Microorganisms to the rescue: The use of a probiotic treatment to reduce developmental vulnerability in rats

Abstract

Recent findings have revealed that the community of microorganisms residing within the gastrointestinal tract, collectively known as the gut microbiota, is not only far more complex than previously imagined but also fundamental to physical and mental health. This has prompted a rapid expansion of cross-disciplinary research into the gut-brain axis. Within this emerging field, few have investigated the impact of microbiota manipulations on psychological functioning during development. In this thesis, the effects of a probiotic formulation (composed of Lactobacillus [L.] helveticus and L. rhamnosus and administered via the maternal drinking water) on behavioural, neural, and physical development was tested in rats exposed to early-life stress (daily, 3-hour bouts of maternal separation on postnatal days 2-14).

The first series of experiments, described in Chapter 2, examined potential routes of transmission for probiotic effects on infant behaviour. No effects of treatment were observed for maternal behaviour. However, physical transfer of the probiotic species to maternally-separated (MS) infants was detected, suggesting that direct bacterial exposure is important for probiotic treatment effects.

The experiments described in Chapter 3 investigated the impact of MS and probiotics on development of neural circuits supporting emotional learning. Stress accelerated maturation of neural function in male infants, but this effect was prevented by probiotic exposure.

In Chapter 4 I examined physical maturation in MS rats. Stress accelerated puberty development in females and slowed puberty development in males, but probiotic exposure restored the normative timing of puberty onset in both sexes.

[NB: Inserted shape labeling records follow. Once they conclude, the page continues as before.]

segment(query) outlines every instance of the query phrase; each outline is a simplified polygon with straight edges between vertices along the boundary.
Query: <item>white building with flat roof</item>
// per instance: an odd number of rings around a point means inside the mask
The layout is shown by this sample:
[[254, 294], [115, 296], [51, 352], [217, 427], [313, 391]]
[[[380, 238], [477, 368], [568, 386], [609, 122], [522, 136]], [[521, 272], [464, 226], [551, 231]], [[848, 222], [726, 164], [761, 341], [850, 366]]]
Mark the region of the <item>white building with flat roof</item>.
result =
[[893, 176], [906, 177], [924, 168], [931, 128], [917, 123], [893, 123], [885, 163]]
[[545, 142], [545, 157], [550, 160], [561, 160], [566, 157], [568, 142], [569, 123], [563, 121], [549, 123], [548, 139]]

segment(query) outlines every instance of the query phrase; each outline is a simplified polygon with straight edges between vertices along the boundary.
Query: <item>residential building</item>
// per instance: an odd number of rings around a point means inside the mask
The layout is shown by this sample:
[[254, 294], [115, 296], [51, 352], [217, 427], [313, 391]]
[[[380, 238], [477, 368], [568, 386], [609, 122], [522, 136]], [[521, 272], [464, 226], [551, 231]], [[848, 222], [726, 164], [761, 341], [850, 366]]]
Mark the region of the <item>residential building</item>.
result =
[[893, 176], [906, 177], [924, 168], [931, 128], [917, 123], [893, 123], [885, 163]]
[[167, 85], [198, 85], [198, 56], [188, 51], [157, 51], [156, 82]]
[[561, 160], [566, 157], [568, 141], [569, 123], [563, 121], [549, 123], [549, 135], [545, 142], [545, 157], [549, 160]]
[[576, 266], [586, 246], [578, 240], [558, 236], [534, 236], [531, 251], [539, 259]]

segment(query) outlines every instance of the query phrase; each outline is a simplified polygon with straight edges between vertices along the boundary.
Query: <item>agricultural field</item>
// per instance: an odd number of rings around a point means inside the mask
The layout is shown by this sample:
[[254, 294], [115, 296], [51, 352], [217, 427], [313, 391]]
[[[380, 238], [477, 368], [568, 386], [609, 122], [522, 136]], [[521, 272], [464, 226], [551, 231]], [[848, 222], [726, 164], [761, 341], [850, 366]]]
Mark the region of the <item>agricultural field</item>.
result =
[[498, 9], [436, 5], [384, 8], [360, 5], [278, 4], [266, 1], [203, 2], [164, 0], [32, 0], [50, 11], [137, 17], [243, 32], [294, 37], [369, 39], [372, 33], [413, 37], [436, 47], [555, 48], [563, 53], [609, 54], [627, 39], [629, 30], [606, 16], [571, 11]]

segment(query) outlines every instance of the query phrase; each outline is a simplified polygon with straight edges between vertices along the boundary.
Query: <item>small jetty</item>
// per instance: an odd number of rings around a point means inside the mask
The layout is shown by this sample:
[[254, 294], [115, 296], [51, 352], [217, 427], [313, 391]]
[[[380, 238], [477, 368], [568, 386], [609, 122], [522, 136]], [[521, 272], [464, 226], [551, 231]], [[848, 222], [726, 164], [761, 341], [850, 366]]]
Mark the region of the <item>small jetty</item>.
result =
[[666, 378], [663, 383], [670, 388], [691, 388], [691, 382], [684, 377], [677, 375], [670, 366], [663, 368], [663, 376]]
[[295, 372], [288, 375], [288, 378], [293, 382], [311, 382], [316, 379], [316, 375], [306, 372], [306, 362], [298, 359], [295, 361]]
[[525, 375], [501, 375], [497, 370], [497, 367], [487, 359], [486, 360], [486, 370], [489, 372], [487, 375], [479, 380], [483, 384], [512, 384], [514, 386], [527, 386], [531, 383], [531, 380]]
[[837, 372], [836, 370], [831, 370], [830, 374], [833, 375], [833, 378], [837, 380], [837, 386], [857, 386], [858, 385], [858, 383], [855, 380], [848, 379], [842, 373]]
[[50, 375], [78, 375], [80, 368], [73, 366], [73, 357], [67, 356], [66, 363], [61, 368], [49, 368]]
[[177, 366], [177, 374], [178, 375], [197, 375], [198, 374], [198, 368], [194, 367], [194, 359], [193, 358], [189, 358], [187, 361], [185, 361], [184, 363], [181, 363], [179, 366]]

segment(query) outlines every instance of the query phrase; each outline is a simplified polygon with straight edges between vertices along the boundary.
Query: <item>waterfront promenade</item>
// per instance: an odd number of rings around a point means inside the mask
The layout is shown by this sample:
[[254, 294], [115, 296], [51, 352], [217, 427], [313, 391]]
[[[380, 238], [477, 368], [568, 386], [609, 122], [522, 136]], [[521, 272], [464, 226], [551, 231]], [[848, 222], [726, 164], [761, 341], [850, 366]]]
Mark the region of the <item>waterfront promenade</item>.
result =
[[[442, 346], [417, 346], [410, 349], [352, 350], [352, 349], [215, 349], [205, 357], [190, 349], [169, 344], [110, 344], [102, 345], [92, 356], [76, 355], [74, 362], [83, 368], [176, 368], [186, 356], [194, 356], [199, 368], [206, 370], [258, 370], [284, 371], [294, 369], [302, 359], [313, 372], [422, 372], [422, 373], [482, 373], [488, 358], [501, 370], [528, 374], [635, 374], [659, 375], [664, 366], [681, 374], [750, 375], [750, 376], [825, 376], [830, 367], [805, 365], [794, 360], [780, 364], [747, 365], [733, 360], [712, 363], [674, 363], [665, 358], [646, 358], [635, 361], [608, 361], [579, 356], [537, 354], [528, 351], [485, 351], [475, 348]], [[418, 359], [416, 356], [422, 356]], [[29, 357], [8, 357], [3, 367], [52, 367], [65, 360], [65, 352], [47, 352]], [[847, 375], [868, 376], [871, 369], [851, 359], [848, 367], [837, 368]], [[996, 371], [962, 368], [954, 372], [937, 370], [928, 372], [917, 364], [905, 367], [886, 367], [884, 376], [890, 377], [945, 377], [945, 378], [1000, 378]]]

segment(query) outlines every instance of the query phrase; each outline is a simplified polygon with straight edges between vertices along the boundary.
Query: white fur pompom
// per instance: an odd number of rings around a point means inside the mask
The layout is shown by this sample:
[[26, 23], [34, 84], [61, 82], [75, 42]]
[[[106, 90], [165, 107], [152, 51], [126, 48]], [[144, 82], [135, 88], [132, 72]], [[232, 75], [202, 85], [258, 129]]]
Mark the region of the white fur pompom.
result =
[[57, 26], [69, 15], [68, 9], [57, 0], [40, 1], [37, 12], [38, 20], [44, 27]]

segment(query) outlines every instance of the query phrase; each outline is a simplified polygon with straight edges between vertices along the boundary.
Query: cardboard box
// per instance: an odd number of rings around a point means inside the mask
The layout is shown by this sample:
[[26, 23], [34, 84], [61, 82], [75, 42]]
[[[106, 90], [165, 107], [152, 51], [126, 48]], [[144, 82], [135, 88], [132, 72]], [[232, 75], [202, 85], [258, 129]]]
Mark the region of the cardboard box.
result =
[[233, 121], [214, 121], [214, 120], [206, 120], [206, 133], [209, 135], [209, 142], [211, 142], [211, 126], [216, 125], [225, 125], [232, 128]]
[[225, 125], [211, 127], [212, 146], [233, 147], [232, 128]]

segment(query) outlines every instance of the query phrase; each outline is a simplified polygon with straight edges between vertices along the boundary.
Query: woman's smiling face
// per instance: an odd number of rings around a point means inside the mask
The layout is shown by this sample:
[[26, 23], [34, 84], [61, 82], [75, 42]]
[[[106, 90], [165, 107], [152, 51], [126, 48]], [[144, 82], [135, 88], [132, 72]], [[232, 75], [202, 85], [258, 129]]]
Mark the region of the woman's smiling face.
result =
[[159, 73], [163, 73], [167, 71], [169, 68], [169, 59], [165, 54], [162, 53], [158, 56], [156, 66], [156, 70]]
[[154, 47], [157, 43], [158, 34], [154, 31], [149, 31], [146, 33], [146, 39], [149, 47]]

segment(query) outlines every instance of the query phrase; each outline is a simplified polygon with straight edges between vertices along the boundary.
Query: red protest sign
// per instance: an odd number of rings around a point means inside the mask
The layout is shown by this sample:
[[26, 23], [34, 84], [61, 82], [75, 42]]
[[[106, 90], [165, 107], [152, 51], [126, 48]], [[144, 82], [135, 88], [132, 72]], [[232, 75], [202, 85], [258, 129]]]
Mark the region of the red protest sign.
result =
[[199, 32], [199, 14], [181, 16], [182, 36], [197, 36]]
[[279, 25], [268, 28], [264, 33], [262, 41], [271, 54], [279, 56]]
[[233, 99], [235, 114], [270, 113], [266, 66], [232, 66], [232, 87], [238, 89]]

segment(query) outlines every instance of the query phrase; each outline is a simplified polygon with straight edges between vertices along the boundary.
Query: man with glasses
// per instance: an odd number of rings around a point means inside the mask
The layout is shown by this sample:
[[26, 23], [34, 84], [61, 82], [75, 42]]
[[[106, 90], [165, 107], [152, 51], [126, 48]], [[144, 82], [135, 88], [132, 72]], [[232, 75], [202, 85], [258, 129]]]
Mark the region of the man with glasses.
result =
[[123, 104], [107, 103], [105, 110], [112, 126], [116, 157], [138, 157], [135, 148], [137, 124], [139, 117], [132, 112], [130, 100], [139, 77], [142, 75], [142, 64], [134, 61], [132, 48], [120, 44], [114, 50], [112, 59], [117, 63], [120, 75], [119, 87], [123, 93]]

The final series of experiments (Chapter 5) explored the impact of probiotic treatment for the offspring of stressed male rats. Probiotics administered during the father’s exposure to stress or during his offspring’s infancy prevented the generational transmission of stressed behavioural phenotypes (i.e., extended fear retention and relapse-prone extinction during infancy).

Together, these studies provide striking support for the use of probiotics to prevent alterations in behavioural, neural, and physical development for individuals exposed to early-life stress and their offspring. The clinical and theoretical implications of these findings are discussed in light of our current understanding of the effects of stress on development and the gut-brain axis.